If something goes wrong, the school should be able to evidence what it knew, what it considered, what decisions were made, what controls were in place, who was responsible, and how the matter was escalated.

The Diamond Formation creates the operating model for that evidence to exist.

The 9ine platform helps schools capture it.

Governance records the work. Privacy records the data protection decisions. Vendor Management records supplier assurance. Application Library records approved use. Academy LMS records training. Contract records cost, renewal and value.

This creates a more complete evidence base for leadership, governors, inspectors, accreditors and, where necessary, regulators.

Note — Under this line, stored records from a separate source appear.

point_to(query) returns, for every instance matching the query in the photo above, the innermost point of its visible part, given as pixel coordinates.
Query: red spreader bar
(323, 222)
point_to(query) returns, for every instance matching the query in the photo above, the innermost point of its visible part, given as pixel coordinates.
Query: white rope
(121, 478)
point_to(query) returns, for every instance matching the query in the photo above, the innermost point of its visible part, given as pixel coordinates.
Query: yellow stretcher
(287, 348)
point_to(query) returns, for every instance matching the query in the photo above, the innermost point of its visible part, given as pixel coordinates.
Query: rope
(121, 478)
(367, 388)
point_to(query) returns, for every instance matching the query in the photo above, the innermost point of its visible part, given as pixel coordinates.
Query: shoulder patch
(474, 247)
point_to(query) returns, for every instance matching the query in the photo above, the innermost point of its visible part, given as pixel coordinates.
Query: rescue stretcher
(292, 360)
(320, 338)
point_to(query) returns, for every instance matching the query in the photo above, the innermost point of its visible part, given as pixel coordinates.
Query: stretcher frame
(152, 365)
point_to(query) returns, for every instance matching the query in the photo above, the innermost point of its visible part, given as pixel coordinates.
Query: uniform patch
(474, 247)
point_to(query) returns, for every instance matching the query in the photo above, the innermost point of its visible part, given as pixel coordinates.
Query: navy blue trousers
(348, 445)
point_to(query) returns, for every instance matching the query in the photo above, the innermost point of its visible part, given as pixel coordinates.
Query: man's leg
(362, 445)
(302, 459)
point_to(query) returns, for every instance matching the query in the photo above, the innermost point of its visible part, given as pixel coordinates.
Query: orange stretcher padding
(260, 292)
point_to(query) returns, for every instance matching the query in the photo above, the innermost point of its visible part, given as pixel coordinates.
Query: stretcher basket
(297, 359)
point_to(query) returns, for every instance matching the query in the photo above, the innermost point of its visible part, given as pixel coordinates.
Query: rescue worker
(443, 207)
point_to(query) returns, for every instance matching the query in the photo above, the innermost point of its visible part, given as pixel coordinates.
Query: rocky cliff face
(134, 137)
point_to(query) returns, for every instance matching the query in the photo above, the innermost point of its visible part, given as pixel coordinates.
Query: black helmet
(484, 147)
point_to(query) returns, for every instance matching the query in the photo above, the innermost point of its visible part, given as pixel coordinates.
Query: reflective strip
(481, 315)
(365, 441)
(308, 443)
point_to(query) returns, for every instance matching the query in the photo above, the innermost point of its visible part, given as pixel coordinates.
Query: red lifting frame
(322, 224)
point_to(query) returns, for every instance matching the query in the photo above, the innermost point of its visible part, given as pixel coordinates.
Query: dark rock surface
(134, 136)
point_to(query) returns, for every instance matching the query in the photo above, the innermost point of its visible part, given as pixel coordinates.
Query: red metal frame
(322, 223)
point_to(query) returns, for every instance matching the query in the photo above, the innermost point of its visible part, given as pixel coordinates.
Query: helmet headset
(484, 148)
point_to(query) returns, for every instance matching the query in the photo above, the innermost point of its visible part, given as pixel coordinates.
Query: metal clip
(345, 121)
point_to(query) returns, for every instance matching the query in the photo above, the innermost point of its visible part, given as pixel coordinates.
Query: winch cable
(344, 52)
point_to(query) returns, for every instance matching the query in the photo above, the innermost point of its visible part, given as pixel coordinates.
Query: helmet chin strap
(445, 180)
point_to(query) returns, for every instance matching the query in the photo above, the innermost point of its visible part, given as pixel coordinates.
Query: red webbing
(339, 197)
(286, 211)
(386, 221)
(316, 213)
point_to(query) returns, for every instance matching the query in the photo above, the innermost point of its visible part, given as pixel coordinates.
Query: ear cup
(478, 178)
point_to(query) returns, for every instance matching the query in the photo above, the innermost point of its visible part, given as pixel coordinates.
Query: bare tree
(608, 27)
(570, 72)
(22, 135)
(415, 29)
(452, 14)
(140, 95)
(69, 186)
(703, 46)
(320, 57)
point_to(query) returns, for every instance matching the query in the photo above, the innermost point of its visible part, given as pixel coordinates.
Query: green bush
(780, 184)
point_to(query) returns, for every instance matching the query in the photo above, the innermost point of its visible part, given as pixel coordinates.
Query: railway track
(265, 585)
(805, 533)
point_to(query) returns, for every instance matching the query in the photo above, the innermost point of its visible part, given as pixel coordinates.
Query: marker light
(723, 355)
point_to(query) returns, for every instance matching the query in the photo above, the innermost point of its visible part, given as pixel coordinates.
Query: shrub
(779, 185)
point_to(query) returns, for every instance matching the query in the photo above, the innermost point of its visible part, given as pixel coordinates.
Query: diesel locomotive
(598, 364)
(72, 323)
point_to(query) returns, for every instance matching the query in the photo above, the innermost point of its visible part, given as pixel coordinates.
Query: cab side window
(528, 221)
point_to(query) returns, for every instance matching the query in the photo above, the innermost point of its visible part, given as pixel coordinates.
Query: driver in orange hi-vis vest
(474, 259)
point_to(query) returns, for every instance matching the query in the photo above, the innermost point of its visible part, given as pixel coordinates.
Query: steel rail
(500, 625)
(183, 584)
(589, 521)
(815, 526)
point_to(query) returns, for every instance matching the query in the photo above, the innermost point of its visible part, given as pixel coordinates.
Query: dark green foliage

Better pedagogy, better procurement, better use of budgets

AI will increase pressure on school budgets. Vendors will continue to integrate AI features into existing products. New products will enter the market. Staff will request tools. Students will use tools independently. Existing platforms will add AI functionality through updates, sometimes with little obvious change to the way the product is marketed or procured.

Without governance, this becomes fragmented and expensive.

With governance, the school can ask better questions before money is spent. Does the tool support the school’s AI strategy? Does it solve a real educational or operational problem? Is it safe for the age of students using it? Does it process personal data? Has the vendor provided sufficient assurance? Does it duplicate something the school already pays for? Can staff use it effectively? What training is required? How will impact be reviewed?

This supports better pedagogy because tools are selected for educational purpose, not novelty. It supports better safety because risks are assessed before use. It supports better budgeting because the school is less likely to buy overlapping, unsuitable or poorly governed technology.

Conclusion: the foundation for using AI well

The Diamond Formation is critical to the successful use of emerging technologies like AI.

It gives schools a practical way to bring together academic ambition, safeguarding responsibility, technical implementation and privacy oversight. It connects policy to practice. It connects strategy to delivery. It connects operational work to leadership accountability.

But the Diamond Formation should not live only as a diagram, a policy statement or a leadership discussion. It needs to be operationalised.

That is where the 9ine platform supports schools. It gives the Diamond Formation a practical management layer: one place to govern projects, assess vendors, manage privacy risk, approve applications, train staff, evidence decisions and connect technology use to cost, safety, compliance and impact.

AI will continue to evolve. The risks will change. The tools will change. The opportunities will change. Schools therefore need a governance structure that is capable of learning, adapting and improving.

The Diamond Formation provides that structure.

The 9ine platform helps schools put it into practice.